Debra Broz, Feeding, found ceramic objects, epoxy compounds, paint and sealer on a painted wooden stand, 2010 (from New Art in Austin 2011)

[Parallel] by Jesus Benavente and Jennifer Reminchik strikes me as a prime example of work that "take[s] on projects of artists before them and find[s itself] outmatched," as Michael Bise complained. This performance, in which each artist takes turns being a servant for the other artist, seems unsubtle, rehashed, and altogether lacking in fun. Another artist whose work is likely to remind one of earlier, bolder work by other artists is Debra Broz. This is also work where you might think--does it really belong in a museum? But in another context, it would have been fine. I think these chimeras are amusing and well-made. As works of art, they are slight but pleasing. And the craftsmanship is top-notch.
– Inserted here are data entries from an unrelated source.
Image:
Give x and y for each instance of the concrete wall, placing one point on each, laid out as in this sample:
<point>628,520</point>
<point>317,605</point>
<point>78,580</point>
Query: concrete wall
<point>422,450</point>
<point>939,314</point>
Nathan Green's work has been growing on me. I don't love it, but I'm starting to like it. I reviewed works of his in a show last year at Art Palace, and what I wrote then still applies. Green has a solo show opening at Art Palace this week, and I may use it to try to make a more involved evaluation of his brightly colored, highly-patterned painting/installations.

There is something inherently problematic about an exhibit like this. A Nathan Green solo exhibit, for example, has a strong unifying factor--all the work is by one artist. And if a curator is building a show from scratch, she may have a concept of a visual conceit or a subject that unifies the show. The excellent show at the Blanton, Recovering Beauty, is a good example. The artists in it were all veterans of a particular art space in Buenos Aires in the 90s, but even more important, they formed their own school. The linking concept behind their work (yes to beauty, no to conceptual sterility and expressionist angst) was really strongly reflected in the work itself. But you can't have a unifying concept like that in New Art from Austin. It has to be what the curators think is the best work being done in Austin by emerging artists, whether or not their work has any relationship with one another's work or not. Such shows are necessarily hodge-podges. There are several artists here whose work would be much better as a solo show in a gallery or an art space. Maybe this was what Bise meant when he wrote "seem[s] a long way from meriting serious consideration in a museum exhibition."